Italian architect (1933–2025)

Pietro Derossi (3 August 1933 – 5 September 2025) was an Italian architect.

==Life and career==
Born in Turin on 3 August 1933, he graduated from the Faculty of Architecture at the Polytechnic University of Turin. He was a full professor of architectural design at the Faculty of Architecture at the Polytechnic University of Milan. He was a visiting professor at the Architectural Association School of Architecture in London, an adjunct professor at the Pratt Institute and Columbia University in New York, and at the Faculty of Architecture at the École Polytechnique Fédérale de Lausanne, a visiting professor at the Berlin University of the Arts, and a scientific director of the 14th Milan Triennial. He was a member of the Accademia di San Luca in 1998.

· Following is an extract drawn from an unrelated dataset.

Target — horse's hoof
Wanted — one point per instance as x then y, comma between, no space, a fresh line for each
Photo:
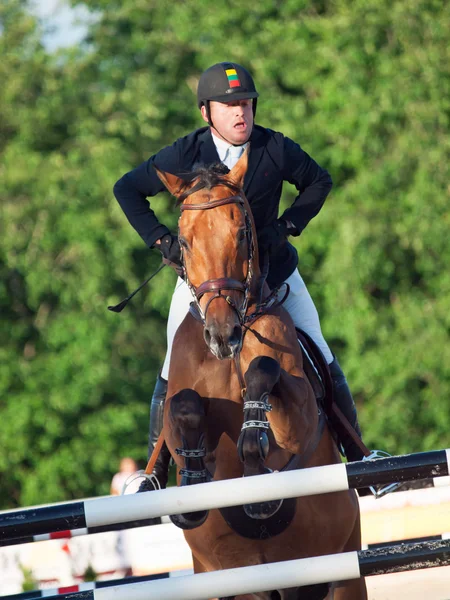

In 1994, he founded the Derossi Associati studio with Paolo and Davide Derossi, which worked on numerous projects including the Conservation and Restoration Center at the Royal Palace of Venaria, the Museum and Sports Palace in Vercelli, and the Olympic Village for the 2006 Winter Olympics in Turin.

Derossi created some objects which are part of the design collections of museums, such as the Pratone and the Torneraj seat (with Giorgio Ceretti and Riccardo Rosso) and Wimbledon (with Ceretti). Torneraj and Pratone are also part of the MoMA collection.

Derossi died at his house in Turin on 5 September 2025, at the age of 92.